Pistachio Pesto Recipe
Pistachio pesto made with fresh basil, roasted pistachios, Parmesan, and lemon. Comes together in about 5 minutes and keeps in the fridge all week.
Prep Time10 minutes mins
Total Time10 minutes mins
Servings: 8 servings
- 2 cups fresh basil leaves packed
- ½ cup shelled roasted pistachios unsalted
- 2 garlic cloves
- ¼ cup freshly grated Parmesan cheese
- ¼ cup fresh lemon juice
- ½ teaspoon salt
- ¼ teaspoon black pepper
- ½ cup extra-virgin olive oil
Add the basil, pistachios, garlic, and Parmesan cheese to a food processor. Pulse until finely chopped.
Add the lemon juice, salt, and black pepper. Pulse again until combined.
With the food processor running, slowly stream in the olive oil until smooth and creamy.
Taste and adjust seasoning as needed. Use immediately or store in an airtight container in the refrigerator. Makes about 1 cup of pesto.

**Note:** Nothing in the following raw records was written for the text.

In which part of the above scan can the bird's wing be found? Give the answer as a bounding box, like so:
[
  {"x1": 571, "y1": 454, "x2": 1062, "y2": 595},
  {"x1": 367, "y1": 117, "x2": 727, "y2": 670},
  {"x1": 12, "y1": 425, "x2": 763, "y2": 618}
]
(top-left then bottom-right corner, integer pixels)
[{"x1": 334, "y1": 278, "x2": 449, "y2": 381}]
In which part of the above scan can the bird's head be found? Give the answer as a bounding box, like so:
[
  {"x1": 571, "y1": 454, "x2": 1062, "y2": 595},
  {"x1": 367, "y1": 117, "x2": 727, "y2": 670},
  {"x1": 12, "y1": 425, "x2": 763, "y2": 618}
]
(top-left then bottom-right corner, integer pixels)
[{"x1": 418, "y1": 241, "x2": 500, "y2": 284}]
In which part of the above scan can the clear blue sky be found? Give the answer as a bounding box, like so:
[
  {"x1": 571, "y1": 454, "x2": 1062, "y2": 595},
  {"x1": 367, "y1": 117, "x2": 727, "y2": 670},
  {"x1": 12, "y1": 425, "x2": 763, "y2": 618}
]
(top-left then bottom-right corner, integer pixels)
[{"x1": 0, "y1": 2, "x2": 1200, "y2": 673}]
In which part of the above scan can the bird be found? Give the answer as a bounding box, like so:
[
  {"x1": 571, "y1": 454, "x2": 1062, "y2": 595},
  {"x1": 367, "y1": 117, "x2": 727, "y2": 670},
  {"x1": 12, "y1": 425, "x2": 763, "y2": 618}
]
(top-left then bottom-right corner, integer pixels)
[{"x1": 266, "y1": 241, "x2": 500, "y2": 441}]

My Top Tip: Pulse first, then blend. Pulsing helps break everything down evenly before you add the olive oil.
Storage: Store the pistachio pesto in an airtight container for up to 5 days. I recommend covering the top with a thin layer of olive oil to keep the pesto greener and prevent the top from oxidizing in the fridge. A layer of plastic wrap also works.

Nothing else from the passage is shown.